Clients benefit from financial technology. We expect access to our information 24 hours per day, and millennials take a hands on approach to fiscal management. Big data and cloud computing is changing and improving the financial services industry. Advisors and wholesalers who want to remain relevant should evaluate their response. The most impactful changes are:
- Mobile Tech – Firms are moving away from their reliance on laptop computers. Cell phones are more powerful than computers used to put man on the moon. Video conferencing, webinars and client presentations are easily conducted from most iPhones, Samsung devices and tablets. Clients are using the hundreds of available apps to manage finances and conduct research. With the growth of broadband data and wifi hot spots, advisors are running their businesses from anywhere. Cell phones are no longer just for Angry Birds and Netflix.
- Social Media – LinkedIn is the most popular social media network advisors utilize, and it is helping to grow their assets under management (AUM). Successful advisors are consistent in their use of social media (daily), and they run a book of business worth $92 million. More than 35% of large advisors (more than $100 million AUM) say social media played a major role in marketing efforts. An effective financial technology strategy incorporates social media to generate leads and increase relationships.
- Robo-Advisors – These automated portfolio management services use algorithms to manage client investments. User benefits include lower fees and account minimums. Schwab and Vanguard are offering these services to their clients, and the trend continues to grow. Hybrid services combine computer automation and human input. Automation is not just for the millennials. As high net worth individuals invest more ($8 trillion by 2020), this alternative investment method will grow.
Robo-Advisor Trends for 2017
- Security – I love using my iPhone to pay for items! It’s not just a “cool feature.” Transactions through my iPhone provide end to end encryption of the data. Example: I don’t know what happens to my credit card when my waiter takes it. That’s an uncomfortable feeling! Data privacy and security have become a mainstream concern with financial technology. Organizations are implementing procedures to make sure clients know their assets and information are safe.
- Cloud Services – Data storage (e.g. – Dropbox, Google Drive, etc.) are a few examples of cloud computing. Cloud services such as VoIP (voice over IP) allow users to place calls over the internet and forward calls from the office to a cell phone. Skype and Google Talk are low cost solutions that increase advisor availability to clients. The low cost of technology puts the power of these solutions in the hands of even small offices.

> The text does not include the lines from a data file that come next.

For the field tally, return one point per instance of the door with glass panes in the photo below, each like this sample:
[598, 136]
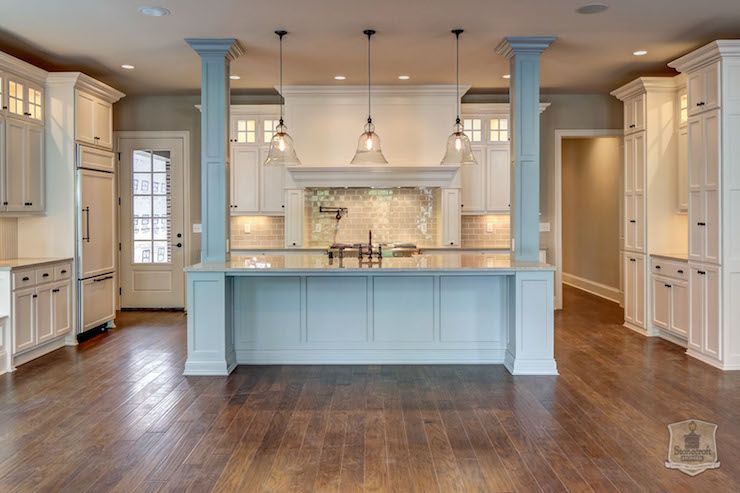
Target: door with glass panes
[152, 230]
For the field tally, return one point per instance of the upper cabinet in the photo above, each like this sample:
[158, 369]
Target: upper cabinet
[703, 89]
[93, 120]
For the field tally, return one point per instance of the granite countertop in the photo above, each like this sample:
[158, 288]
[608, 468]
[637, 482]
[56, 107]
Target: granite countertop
[18, 263]
[318, 262]
[681, 256]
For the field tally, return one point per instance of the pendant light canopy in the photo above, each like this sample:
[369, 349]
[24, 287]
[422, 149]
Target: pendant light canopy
[368, 147]
[458, 144]
[282, 150]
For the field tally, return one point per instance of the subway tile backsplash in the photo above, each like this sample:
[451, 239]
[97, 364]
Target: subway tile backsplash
[400, 215]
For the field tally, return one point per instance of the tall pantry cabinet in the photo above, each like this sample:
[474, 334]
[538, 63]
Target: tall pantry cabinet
[650, 222]
[713, 79]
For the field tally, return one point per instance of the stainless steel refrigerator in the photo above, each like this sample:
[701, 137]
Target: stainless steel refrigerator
[96, 238]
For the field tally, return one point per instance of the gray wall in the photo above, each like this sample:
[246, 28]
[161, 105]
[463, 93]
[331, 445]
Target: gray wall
[591, 189]
[178, 112]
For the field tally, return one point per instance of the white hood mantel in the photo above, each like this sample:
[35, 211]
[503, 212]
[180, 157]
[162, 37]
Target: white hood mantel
[381, 176]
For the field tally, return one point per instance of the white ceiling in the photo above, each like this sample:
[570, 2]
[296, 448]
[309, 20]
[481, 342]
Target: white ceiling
[593, 53]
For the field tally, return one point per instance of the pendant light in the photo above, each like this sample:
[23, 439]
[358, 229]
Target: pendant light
[368, 147]
[282, 150]
[458, 144]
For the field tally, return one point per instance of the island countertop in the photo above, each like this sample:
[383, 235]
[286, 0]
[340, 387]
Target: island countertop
[319, 262]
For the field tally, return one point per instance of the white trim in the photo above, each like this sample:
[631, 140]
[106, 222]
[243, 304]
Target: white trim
[597, 289]
[558, 199]
[183, 135]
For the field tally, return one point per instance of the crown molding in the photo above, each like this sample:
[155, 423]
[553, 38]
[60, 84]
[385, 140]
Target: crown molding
[516, 45]
[22, 69]
[84, 82]
[230, 48]
[647, 84]
[707, 54]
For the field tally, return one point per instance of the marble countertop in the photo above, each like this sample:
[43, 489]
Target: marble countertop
[682, 256]
[319, 262]
[18, 263]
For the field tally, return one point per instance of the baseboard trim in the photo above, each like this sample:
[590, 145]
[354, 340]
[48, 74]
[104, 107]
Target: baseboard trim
[601, 290]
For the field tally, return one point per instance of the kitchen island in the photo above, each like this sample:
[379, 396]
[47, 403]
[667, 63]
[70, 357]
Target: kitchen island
[304, 308]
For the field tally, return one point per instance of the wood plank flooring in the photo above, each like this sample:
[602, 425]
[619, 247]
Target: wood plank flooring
[116, 414]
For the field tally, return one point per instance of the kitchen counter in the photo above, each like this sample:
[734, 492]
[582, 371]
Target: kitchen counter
[296, 262]
[302, 308]
[18, 263]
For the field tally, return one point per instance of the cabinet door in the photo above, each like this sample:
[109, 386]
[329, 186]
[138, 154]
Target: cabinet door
[661, 291]
[680, 309]
[103, 123]
[682, 181]
[712, 336]
[15, 157]
[639, 262]
[294, 218]
[84, 118]
[450, 217]
[245, 179]
[473, 183]
[61, 307]
[498, 179]
[44, 314]
[272, 185]
[23, 319]
[629, 288]
[33, 171]
[697, 289]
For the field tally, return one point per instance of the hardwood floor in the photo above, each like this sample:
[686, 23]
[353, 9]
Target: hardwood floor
[115, 414]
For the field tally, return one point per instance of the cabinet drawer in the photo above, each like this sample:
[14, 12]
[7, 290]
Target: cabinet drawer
[62, 271]
[45, 274]
[24, 278]
[670, 268]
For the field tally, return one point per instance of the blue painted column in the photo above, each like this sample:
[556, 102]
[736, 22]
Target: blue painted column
[215, 55]
[524, 99]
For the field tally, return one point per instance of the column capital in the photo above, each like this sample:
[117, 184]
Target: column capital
[515, 45]
[230, 48]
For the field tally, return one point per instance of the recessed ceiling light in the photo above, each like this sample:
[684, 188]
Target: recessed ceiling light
[154, 11]
[592, 8]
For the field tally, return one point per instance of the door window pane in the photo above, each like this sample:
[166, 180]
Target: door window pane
[151, 223]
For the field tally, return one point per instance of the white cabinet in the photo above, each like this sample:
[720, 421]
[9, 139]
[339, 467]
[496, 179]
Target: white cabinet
[634, 114]
[93, 120]
[41, 306]
[245, 166]
[704, 331]
[23, 167]
[634, 289]
[703, 87]
[451, 227]
[294, 218]
[704, 187]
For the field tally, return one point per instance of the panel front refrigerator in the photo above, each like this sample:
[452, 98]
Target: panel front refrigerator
[96, 248]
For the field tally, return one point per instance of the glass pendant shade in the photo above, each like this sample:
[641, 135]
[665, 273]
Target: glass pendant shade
[368, 148]
[458, 148]
[282, 150]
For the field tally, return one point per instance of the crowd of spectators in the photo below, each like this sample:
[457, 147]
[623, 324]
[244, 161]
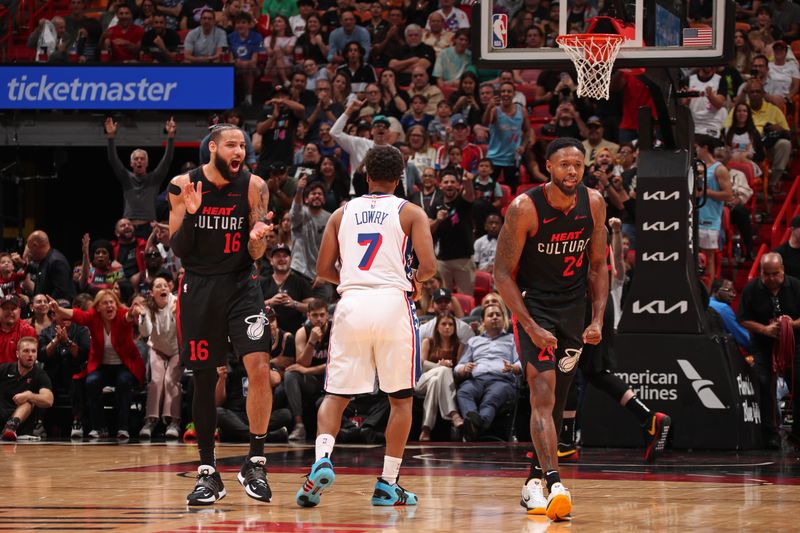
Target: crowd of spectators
[342, 77]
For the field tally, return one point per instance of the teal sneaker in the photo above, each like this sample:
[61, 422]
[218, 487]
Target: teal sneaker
[320, 478]
[392, 495]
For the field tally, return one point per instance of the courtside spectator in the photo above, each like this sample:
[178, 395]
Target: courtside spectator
[487, 372]
[114, 359]
[204, 43]
[50, 271]
[12, 329]
[24, 386]
[140, 187]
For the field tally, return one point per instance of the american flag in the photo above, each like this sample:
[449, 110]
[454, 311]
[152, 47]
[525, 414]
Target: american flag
[700, 36]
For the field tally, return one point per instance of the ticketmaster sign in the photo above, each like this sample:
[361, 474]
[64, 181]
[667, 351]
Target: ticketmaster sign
[128, 87]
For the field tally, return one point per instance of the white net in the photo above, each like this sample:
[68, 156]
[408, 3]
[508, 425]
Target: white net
[593, 55]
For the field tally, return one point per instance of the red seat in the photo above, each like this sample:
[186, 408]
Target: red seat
[467, 302]
[263, 25]
[483, 285]
[726, 230]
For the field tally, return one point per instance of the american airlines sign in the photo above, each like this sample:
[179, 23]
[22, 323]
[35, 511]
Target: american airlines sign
[660, 257]
[661, 195]
[659, 307]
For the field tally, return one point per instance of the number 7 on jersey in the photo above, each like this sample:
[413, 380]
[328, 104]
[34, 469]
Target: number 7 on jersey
[373, 243]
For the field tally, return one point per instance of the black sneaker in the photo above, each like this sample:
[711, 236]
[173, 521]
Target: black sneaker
[253, 477]
[208, 489]
[10, 431]
[656, 434]
[38, 430]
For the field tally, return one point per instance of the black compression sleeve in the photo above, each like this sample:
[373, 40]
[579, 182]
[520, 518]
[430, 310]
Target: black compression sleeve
[182, 241]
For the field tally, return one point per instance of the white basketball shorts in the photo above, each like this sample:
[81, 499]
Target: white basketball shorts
[374, 332]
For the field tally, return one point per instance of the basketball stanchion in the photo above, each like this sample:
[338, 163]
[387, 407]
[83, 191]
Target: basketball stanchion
[593, 55]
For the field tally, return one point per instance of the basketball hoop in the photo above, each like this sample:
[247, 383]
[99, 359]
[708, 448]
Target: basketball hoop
[593, 55]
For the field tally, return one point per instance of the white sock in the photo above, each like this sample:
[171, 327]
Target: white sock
[391, 469]
[324, 445]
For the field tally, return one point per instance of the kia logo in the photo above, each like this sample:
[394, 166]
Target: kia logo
[660, 226]
[660, 257]
[659, 307]
[661, 195]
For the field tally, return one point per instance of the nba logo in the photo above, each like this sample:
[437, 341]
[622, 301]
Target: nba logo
[499, 30]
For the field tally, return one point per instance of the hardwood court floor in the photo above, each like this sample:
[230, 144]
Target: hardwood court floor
[142, 487]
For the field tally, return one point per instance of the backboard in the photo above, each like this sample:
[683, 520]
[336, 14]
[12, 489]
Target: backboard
[659, 33]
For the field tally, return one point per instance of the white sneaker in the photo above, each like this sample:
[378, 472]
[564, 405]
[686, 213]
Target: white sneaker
[559, 503]
[147, 429]
[533, 497]
[298, 433]
[173, 430]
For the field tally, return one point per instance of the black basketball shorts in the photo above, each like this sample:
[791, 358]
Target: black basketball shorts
[217, 312]
[561, 315]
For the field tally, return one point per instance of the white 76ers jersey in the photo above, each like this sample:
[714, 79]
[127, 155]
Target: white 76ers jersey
[374, 251]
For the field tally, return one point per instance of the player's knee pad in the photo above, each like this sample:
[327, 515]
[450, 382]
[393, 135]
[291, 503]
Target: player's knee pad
[401, 394]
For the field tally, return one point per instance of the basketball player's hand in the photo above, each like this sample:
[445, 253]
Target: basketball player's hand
[773, 329]
[52, 304]
[85, 244]
[593, 334]
[541, 337]
[354, 106]
[170, 128]
[316, 335]
[260, 229]
[468, 368]
[192, 197]
[111, 128]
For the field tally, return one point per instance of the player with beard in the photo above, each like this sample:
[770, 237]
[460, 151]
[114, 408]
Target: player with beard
[551, 246]
[218, 223]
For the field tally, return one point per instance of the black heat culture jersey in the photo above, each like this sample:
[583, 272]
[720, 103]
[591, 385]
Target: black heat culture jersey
[222, 228]
[556, 259]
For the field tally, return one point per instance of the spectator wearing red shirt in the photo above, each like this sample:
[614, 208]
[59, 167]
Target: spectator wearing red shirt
[636, 95]
[113, 357]
[125, 38]
[12, 329]
[470, 153]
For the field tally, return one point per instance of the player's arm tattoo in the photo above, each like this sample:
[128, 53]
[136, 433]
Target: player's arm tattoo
[598, 270]
[510, 243]
[258, 213]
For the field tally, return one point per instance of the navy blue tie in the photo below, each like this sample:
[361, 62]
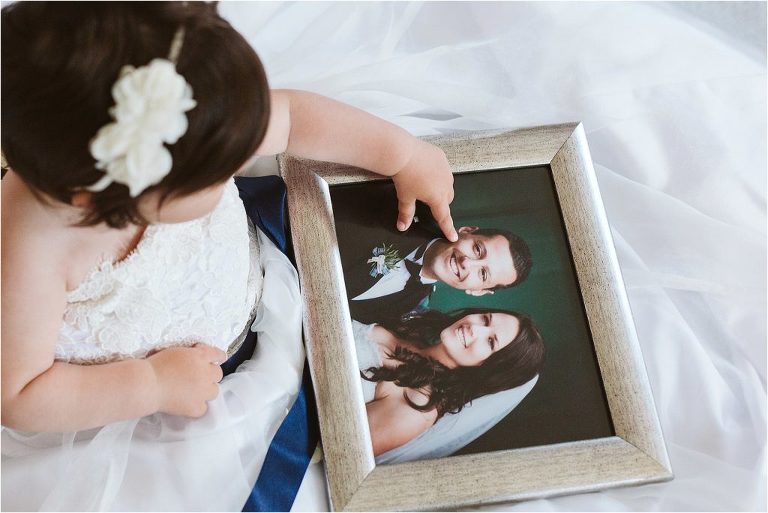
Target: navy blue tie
[292, 447]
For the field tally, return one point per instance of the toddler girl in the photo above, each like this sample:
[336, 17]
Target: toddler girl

5 Apps Every Financial Advisor Needs
Firms are responding by spending more on information technology, training and staffing changes. Sales, service and client communication are improving through the use of technology. Make sure your advisor team knows how to use your firm’s app and answer client questions. Innovation is not slowing down or going in reverse. Empower your advisors with the knowledge that will make them a better resource to their clients.